Carolyne Sunte, mentor, daughter, aspiring journalist and leader, is one of Asante Africa Foundation’s most passionate advocates for making a change in her community of Maasai, Africa.
Carolyne says, “Still, I was unsatisfied. I searched for a way to make an impact on my community, not just my family. I was lucky to find people who thought like me, people who had also gone through the Leadership and Entrepreneurship Incubator. Together, we created the Angaza Foundation a group that provides entrepreneurial training, leadership, test-taking assistance, motivational lectures, health education, financial literacy, team building, and charity.”
Angaza Foundation (‘to enlighten’), works in Narok and Isiolo Counties in Kenya to spread knowledge where gaps exist. The foundation’s areas of focus range from self defense to reproductive health to dream mapping. Angaza Foundation is a prime example of a strong organization that derived from a local community need and led by young people with the confidence and skills to think strategically about how to best organize and meet those needs.
While Carolyne was not able to travel to the United States to be a part of our The Journey to 2020 event this Saturday, she still continues to motivate us with her dedication and passion for the work she does as a program coordinator and mentor. With today’s post we wanted to give you a glimpse into Carolyne’s insight and the work she does for her community. We hope you are just as inspired and excited by what she has to say as we are!
“When you educate a girl, you have educated the whole community.”
When we asked Carolyn why she wanted to be a mentor, she told us about the challenges she and other girls and women faced as being marginalized in their community. She says, “I had a strong will that one day I will change the trend in the male dominant society.” In fact, Carolyn was the first educated girl in her family lineage since existence.
“[The Asante Africa Foundation] made me realize my dream and helped me to see the leadership qualities in myself.”
By pursuing and education, Carolyn was already taking the first step to changing the male-dominated trend in her community, which also created a path for other women and girls to follow in her footsteps. With the help of Asante Africa, Carolyn was able to develop leadership and entrepreneurial skills that would aid her in pursuing her goals.
“My mother was the best mentor during my childhood life, she was the kind of a woman who would want[ed] us to be leaders and to give back to the community.”

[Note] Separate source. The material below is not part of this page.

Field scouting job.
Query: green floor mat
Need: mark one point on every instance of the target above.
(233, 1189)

Aside for the role Asante Africa played in her life, Carolyn’s mother was also one of her biggest mentors and inspiration, and is an example of the importance of women teaching and leading other women in their community to be leaders. Being faced with the marginalization of women in her community, Carolyn had a strong desire to mentor others who were struggling with the same issues. “I believe it’s important to communicate what you know,” she says. “To provide useful, honest guidance while ensuring that you give best solutions to different individual needs, capacities and opportunities.”
But just because Carolyn is a mentor does not mean she has stopped learning herself! In fact, one of the important challenges she mentioned about being a mentor was that very thing: continuous learning. She says, “Being a mentor also means you should continue learning about what’s going on in current trends, country economy, the school, the community, or the world at large. Always keep an alert eye on trends, topics, and developments that may impact me, the community both now and in the future.”
“Educate the next generation of change agents whose dreams and action will transform the future of Africa and the world.”
Carolyne has a strong opinion about what we can do as a community to encourage our young women to be leaders in their communities. One word: education! We must continue to educate our young women to set sustainable goals, and Carolyne particularly mentions goals that will provide economic empowerment. Our young women can and will be the change agents in their society!
Finally, we asked Carolyne for some advice she could give to young girls who want to be leaders in their community. She left us with this: “The change we want to see today begins with you being the change. Nothing is impossible ..when you educate a girl, you have educated the whole community.”
Thank you, Carolyn, for sharing some of your unique experiences with us as a mentor and Asante Africa Foundation advocate! We are also so thankful for the work you do in your community and beyond!